In Apache Hadoop 1.x, the namenode was a single point of failure (SPoF).
This SPoF has become such a significant issue, the community has accelerated the need to find ways to mitigate against this earlier design choice. While the community has started to develop a solution which addresses earlier attempts, the overall system is still what we call an active-passive implementation.
Active-passive solutions have been around for many years and were designed to provide recovery where disruption of services was resolved at a different layer of the stack. For example, active-passive security solutions like firewalls have traditionally been deployed with a primary and a standby unit. In the event the primary failed, the secondary would recover and clients communications (TCP) would retry and retransmit until a connection could be established. With services like HTTP, these active-passive solutions are sufficient and widely deployed.
However, when we start to discuss components of an architecture that are key to availability and access, a new term starts to emerge; Continuous Availability.
In the past, active-passive solutions could solve what the industry has accepted as “Highly Available” solutions. However, today’s architectures and technologies are evolving and have shifted to a new need, which is being described as “Continuously Available”.
One area we found ourself explaining was the difference in our 100% Continuous Availability™ solution for HDFS, compared to the design changes being implemented in the Apache Hadoop 2.x. branch. As you can see from the references in the Apache documentation, the new Quorum Journal Manager is an active-passive solution.
“This guide discusses how to configure and use HDFS HA using the Quorum Journal Manager (QJM) to share edit logs between the Active and Standby NameNodes.” REF: http://hadoop.apache.org/docs/current/hadoop-yarn/hadoop-yarn-site/HDFSHighAvailabilityWithQJM.html
This is the main difference between open-source HA and the technology developed by WANdisco. WANdisco’s Non-Stop NameNode is an Active-Active solution built using a widely agreed family of protocols, known as Paxos, for solving consensus in a network of unreliable processors.

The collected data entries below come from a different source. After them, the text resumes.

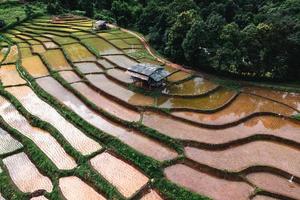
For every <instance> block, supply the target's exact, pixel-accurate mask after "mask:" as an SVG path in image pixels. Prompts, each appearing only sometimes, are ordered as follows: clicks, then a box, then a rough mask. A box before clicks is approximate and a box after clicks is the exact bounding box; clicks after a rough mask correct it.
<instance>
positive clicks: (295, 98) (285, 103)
mask: <svg viewBox="0 0 300 200" xmlns="http://www.w3.org/2000/svg"><path fill="white" fill-rule="evenodd" d="M244 91H245V92H249V93H252V94H256V95H260V96H263V97H267V98H270V99H273V100H275V101H279V102H282V103H284V104H287V105H289V106H291V107H293V108H295V109H297V110H299V111H300V93H292V92H283V91H276V90H272V89H267V88H266V89H265V88H259V87H251V88H245V89H244Z"/></svg>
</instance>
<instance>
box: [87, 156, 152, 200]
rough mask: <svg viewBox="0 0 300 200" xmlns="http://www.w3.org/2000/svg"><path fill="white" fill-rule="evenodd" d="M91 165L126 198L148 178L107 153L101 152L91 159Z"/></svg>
mask: <svg viewBox="0 0 300 200" xmlns="http://www.w3.org/2000/svg"><path fill="white" fill-rule="evenodd" d="M91 165H92V166H93V168H94V169H95V170H97V172H99V173H100V174H101V175H102V176H103V177H104V178H105V179H106V180H108V181H109V182H110V183H111V184H112V185H114V186H115V187H116V188H117V189H118V191H119V192H120V193H121V194H123V195H124V196H125V197H126V198H129V197H131V196H132V195H133V194H135V193H136V192H137V191H138V190H140V189H141V188H142V187H144V186H145V185H146V184H147V182H148V178H147V177H146V176H145V175H143V174H142V173H141V172H139V171H138V170H136V169H135V168H134V167H132V166H131V165H129V164H127V163H125V162H124V161H122V160H120V159H118V158H116V157H114V156H112V155H110V154H109V153H102V154H100V155H98V156H96V157H95V158H93V159H91Z"/></svg>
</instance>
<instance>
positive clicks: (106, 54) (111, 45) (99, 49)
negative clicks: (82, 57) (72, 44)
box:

WANdisco’s implementation, known as DConE is the core IP used to ensure 100% uptime of the Apache Hadoop 2.0 namenode processes and therefore provides continuous availability and access to HDFS during planned and unplanned outages and critical infrastructures.
After spending two days speaking to many attendees, it became very clear to me that WANdisco’s strength in its DConE technology and how it has been applied to the Apache Hadoop namenode are not trivial.
We had the opportunity to talk with representatives from some of the largest Web 2.0 in the Silicon Valley, including Yahoo, LinkedIn, Facebook and Ebay. Being able to demonstrate our active-active solution to key industry technologists, architects and Hadoop developers was the highlight for our team and we are excited about the official release of our WAN solution.